How do I know if I'm losing muscle vs fat? You need a body composition assessment, not a scale. InBody 770 scanning gives you segmental lean mass, body fat percentage, and skeletal muscle mass. Bi-weekly tracking shows the trend. A declining FFMI (fat-free mass index) is the signal that your protocol needs adjustment.
What kind of training works best alongside a GLP-1 drug? Progressive resistance training — 2-3 sessions per week with progressively increasing load. The mechanical stimulus from resistance training is what signals your body to preserve muscle during a deficit. Walking, yoga, and general activity are valuable but won't substitute for the anabolic signal that resistance training provides.
When should I start resistance training if I'm on a GLP-1 drug? Day one. Not after you've lost some weight. Not once you feel ready.
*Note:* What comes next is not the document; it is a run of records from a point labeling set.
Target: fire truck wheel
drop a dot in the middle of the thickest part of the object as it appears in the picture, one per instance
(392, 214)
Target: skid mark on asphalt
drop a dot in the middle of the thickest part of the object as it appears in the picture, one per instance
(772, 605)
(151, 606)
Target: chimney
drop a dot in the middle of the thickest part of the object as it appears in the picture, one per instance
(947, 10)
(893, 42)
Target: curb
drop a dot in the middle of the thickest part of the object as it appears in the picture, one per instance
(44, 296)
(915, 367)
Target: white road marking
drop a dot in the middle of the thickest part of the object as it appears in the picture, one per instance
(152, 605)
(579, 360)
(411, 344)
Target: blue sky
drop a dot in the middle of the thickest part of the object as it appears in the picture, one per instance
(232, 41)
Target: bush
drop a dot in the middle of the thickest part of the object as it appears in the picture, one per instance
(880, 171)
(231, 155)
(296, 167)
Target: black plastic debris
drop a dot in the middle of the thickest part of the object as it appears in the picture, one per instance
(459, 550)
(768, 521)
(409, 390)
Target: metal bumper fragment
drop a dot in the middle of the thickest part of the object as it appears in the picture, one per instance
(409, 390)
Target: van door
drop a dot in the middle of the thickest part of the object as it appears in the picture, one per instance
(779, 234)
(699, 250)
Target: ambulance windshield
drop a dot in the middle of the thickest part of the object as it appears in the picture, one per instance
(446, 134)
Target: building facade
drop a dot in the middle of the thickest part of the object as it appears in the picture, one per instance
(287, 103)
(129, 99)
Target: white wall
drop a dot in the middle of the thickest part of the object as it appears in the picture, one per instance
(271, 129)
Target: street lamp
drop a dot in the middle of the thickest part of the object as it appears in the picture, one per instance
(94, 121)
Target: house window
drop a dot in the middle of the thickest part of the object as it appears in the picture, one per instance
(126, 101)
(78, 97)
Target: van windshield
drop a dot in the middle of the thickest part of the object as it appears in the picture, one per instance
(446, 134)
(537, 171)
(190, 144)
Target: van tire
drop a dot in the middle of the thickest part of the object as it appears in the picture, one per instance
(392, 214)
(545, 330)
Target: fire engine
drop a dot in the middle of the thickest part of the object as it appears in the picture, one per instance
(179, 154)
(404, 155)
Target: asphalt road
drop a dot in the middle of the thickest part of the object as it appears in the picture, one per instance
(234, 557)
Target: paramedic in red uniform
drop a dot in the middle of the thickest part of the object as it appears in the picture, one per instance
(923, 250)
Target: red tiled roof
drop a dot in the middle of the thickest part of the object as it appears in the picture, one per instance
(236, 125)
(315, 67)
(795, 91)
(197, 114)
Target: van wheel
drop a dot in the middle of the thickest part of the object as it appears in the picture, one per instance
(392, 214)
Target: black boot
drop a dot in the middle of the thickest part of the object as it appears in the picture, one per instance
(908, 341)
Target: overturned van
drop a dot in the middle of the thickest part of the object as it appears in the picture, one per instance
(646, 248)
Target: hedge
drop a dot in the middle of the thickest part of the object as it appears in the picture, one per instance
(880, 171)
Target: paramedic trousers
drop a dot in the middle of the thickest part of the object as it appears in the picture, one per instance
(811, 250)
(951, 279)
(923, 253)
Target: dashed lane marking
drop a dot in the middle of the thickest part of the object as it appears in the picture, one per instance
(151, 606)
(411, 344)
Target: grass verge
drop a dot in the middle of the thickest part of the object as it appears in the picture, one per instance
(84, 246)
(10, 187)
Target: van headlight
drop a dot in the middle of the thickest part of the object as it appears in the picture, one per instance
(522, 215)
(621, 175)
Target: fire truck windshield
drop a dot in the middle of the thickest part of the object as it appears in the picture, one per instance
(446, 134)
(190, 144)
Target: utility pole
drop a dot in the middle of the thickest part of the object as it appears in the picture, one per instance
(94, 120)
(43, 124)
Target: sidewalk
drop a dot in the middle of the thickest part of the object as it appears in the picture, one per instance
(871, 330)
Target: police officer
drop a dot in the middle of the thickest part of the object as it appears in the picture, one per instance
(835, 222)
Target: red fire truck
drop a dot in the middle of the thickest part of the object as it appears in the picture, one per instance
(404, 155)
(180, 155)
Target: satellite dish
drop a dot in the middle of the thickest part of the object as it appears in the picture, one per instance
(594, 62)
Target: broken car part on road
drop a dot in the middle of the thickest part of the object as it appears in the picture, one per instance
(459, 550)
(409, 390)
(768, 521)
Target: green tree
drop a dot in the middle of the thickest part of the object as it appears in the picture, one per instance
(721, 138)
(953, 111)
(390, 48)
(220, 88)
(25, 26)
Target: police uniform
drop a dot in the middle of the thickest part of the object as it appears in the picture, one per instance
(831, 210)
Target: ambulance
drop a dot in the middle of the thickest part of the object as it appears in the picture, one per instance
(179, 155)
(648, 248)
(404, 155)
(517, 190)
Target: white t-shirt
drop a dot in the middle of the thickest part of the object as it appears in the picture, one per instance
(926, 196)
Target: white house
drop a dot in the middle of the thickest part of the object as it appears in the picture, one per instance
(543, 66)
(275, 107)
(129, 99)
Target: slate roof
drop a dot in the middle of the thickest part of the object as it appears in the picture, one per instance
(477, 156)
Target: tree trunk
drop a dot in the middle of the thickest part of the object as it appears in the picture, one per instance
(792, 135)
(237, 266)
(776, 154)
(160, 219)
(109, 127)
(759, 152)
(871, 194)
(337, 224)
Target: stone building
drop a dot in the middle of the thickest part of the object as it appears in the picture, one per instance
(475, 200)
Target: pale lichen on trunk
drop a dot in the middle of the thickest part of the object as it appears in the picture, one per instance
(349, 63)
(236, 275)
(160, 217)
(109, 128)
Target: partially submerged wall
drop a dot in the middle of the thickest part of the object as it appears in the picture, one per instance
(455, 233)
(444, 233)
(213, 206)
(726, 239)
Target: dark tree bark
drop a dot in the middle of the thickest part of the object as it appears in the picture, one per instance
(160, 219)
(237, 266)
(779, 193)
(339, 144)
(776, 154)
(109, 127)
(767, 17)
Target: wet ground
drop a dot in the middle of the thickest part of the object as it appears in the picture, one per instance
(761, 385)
The muscle preservation benefit is greatest when training is concurrent with the weight loss phase — starting before significant lean mass has been lost is substantially easier than trying to rebuild it afterward.
Study referenced: Wilding JPH, et al. Once-Weekly Semaglutide in Adults with Overweight or Obesity. N Engl J Med. 2021;384(11):989-1002. DOI: 10.1056/NEJMoa2032183. N=1,961, 68-week randomised double-blind placebo-controlled trial, 16 countries.
Body composition data: lean mass loss rates during caloric restriction from Cava E, et al. Preserving Healthy Muscle during Weight Loss. Advances in Nutrition. 2017;8(3):511-519. And Jensen MD, et al. 2013 AHA/ACC/TOS Guideline for the Management of Overweight and Obesity in Adults.